What is failure?

You know the objective setting exercise that we do each time we start a project, when we enter a new role and so on? Are you setting benchmarks for success or drawing the line where you define your failures? I think too often, we are thinking more about how failure looks like more than how success looks to be. Or we have such a narrowly defined success that we classify most situations as failures.

I talked about it in the context of regrets before. Our imaginations are so rich that we can be so specific about our alternative lives we forget to live the life that we are given. We fail to enjoy our lives because we are too busy trying to enjoy the life that we think we should be living.

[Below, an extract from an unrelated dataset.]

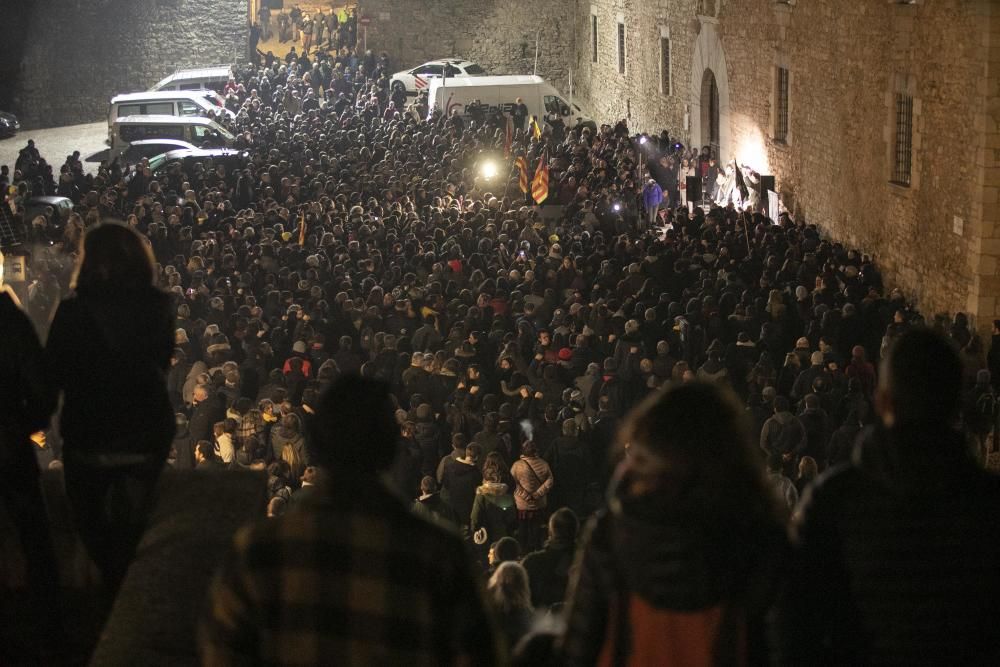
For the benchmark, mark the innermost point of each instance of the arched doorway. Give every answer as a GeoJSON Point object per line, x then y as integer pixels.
{"type": "Point", "coordinates": [709, 94]}
{"type": "Point", "coordinates": [710, 112]}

It’s the same with our work, and how we want it to turn out – we are so specific about what success means that we think of everything else as failure.

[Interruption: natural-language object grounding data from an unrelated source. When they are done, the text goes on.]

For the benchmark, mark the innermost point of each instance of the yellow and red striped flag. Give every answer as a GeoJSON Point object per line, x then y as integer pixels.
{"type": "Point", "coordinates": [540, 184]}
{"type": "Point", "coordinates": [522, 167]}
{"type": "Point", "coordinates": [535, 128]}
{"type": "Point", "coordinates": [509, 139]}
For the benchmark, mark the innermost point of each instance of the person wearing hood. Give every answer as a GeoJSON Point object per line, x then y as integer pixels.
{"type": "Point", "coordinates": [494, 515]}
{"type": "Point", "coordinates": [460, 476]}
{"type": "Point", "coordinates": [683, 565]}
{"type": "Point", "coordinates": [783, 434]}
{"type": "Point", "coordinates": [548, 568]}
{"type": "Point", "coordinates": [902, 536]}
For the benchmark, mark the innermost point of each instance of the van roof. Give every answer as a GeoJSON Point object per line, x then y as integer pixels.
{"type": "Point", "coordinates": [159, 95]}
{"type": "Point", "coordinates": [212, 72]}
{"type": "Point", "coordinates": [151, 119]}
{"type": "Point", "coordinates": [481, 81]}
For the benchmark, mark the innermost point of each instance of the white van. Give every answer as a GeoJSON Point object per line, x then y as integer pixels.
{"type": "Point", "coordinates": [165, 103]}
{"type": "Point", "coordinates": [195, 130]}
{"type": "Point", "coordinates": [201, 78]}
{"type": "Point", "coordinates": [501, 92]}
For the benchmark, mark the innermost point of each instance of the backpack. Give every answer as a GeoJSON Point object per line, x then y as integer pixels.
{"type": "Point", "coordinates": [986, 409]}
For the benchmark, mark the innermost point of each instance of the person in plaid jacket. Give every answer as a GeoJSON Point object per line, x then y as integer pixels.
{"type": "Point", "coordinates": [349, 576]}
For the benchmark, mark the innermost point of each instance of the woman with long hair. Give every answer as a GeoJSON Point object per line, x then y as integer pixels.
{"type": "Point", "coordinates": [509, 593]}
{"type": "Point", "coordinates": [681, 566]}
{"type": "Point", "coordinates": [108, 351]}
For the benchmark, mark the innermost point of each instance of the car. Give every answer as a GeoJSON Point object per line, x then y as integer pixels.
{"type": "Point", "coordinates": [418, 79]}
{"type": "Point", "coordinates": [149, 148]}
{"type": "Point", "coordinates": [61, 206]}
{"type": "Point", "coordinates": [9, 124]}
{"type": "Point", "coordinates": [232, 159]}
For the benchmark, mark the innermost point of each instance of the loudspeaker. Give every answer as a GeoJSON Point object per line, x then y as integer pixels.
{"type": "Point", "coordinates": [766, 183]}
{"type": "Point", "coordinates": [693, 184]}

What if we envision just failure – the specific way things fail that you can’t do anything about that is completely counter to what you are achieving. And then we say, that’s it, everything else is success; and that in all other scenarios, you’d be able to make good of it, and at least pick up something that will benefit you somehow.

Then you can start defining where you and your team wants to get to – that range of outcomes where you can be a bit more complacent (isn’t that what you’ve been really after, rather than just what people term ‘success’), and that range of outcomes that would mean there’s more work plans to develop, more reporting and accountability to do. Remember, failure is restricted to that one case you imagined. Everything else is just… life.